Word. Just this morning I was counting off (on two hands) the babies who will be born next February. Sigh.

Liz

Oh my God I know how you feel. I conceived my little man via ivf on the first try and I really am 88% sure that I only want him. Money would be impossible with two, and our house is so little, and I sucked balls at being pregnant. But I read about families that thrive on the chaos of two or three and I wonder if I'm ripping him off. But then I pour a glass of wine, go outside and spray him with the hose and all feels right again. You know, 88% of the time.

Antique Mommy

Thanks for the link Amy! You are swell. The Box is a bit of a tear jerker. Don't forget to tell them I write funny stuff too!

Type (little) a

Thanks for the link. Mostly because It'll force me not to delete that post.

Sometimes I feel like I'm writing about a character based on myself. This one is the REAL me. And it's staying.

Shrinkingmom

I so understand . . . we tried for four years to get pregnant. I cried several rivers over my stupid lack of ovulation and all those missing sperm.
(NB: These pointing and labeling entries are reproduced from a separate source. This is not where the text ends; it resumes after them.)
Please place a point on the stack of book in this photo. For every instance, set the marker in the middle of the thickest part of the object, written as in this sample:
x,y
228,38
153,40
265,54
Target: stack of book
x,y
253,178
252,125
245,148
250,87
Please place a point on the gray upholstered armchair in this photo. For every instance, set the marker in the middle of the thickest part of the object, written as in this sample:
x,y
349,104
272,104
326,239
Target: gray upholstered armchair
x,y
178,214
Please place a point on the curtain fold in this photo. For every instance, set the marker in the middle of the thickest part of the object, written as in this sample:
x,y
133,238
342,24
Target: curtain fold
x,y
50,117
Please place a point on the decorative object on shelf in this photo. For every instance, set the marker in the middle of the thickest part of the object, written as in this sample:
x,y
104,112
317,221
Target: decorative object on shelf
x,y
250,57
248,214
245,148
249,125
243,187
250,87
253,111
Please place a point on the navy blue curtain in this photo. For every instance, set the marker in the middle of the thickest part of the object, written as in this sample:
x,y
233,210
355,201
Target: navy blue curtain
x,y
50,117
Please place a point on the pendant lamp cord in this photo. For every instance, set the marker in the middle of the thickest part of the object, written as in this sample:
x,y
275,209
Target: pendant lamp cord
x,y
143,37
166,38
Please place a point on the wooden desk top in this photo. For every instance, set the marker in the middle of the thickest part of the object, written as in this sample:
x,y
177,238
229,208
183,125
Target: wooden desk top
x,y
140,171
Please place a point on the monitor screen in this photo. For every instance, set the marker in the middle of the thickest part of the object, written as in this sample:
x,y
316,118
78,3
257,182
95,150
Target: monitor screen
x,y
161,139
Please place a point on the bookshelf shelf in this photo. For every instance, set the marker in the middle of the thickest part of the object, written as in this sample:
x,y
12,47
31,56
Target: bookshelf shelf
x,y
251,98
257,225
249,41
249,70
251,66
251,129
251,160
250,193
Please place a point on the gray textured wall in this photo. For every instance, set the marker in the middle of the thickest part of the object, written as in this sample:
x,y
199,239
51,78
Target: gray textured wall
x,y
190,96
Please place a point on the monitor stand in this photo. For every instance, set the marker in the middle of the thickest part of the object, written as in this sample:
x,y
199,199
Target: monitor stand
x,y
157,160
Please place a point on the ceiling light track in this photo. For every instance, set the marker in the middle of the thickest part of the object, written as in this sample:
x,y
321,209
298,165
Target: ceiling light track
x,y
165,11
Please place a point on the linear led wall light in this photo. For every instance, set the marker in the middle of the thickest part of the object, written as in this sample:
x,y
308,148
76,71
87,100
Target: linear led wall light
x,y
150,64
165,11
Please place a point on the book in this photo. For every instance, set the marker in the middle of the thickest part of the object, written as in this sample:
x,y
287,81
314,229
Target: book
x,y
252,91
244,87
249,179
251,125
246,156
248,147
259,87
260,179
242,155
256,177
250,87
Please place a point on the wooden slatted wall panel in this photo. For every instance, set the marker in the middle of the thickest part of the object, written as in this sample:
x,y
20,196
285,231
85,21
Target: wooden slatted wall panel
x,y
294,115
Then we adopted twins (and I will not tell you the rest because you'll want to slap me, but it involves two successful pregnancies in 13 years of not using birth control--okay, go ahead, slap me.)

wood from sweetjuniper

I think one of the reasons I waited longer than I ever thought I would to announce this pregnancy was because every time I considered writing about it, I couldn't get over the fact that our good news would inevitably (and completely understandably) bum some women out. It's stinks to hear that other people are pregnant when you want to be too, but either aren't ready to try, or are trying, or whatever other reason there might be.

Anyway, I guess I just want to say that I get it. And I hope that everyone who wants to be pregnant is pregnant very, very soon. My heart is with you.

VirginiaGal

So I'm not the only one out there feeling the conflicting emotions of happy and envy and maybe a little bit of hate for pregnant women (by whatever means it took them) because they are already where I want to be myself?

Oh good. Thank you for making me feel better. (Even if you do already have the most precious little boy ever which is it's own cause for the thrill/envy/hate triad.)

Chrissy

I don't know why I'm posting a comment, or better yet, why I'm reading mommy blogs anyway...I'm single, for chrissake. But, in a weird way, I can sympathize and be bitter with you...I go places and see women and their adorable, precious, tiny toed bundles of joy and I am sad, jealous and yes, even bitter, because I am afraid that I will never have that. That I won't have a Jason, a Noah, or a whomever to share any of that with. I suppose my time will come, but until then, one is better than none.

Monica

Even when I was pregnant with my second, I still felt envious. It never goes away. Sounds silly, I know. But, I think I will always feel sad about how hard it was and how scared I always felt.

Mrs. Flinger

Ah, Amy. Dude. I know you're ok. You know you're ok. Everyone is ok. But really, I'm also glad it's ok to say "I'm not ALWAYS ok." Because that elusive second baby is there. always. lurking. in your uterus. I know those OPK tests can really eff with you. If I hadn't used that, I'd never even have known about the miscarriage. Because we used it, I was testing THE DAY my period was due and ! It was positive ! and ! Then two weeks later I miscarried and the doc told me, "If you didn't KNOW, you wouldn't be SAD right now."

Like that helps.

Still hoping awesome new baby things for you in the shorter than longer future. Muwha!

Cat

Just because you have one doesn't diminish the desire for two. Nor does it diminish the jelousy that you have for others who have what you want. And when it comes to conception...you can do everything right and it still craps out on you. I hate it. But I'm not bitter or anything (add sarcasm if you want...clomid makes me hateful sometimes.)

cagey

Um. Awkward here. Because I just had the 2nd. Sorta not planned.

However, I wanted to chime in and say that the desire to have a 2nd never, ever negates the love for the 1st. EVER. And I think that should be generally known amongst everyone who is already a mother.

Simply put, exactly how many completes your family is different for everyone.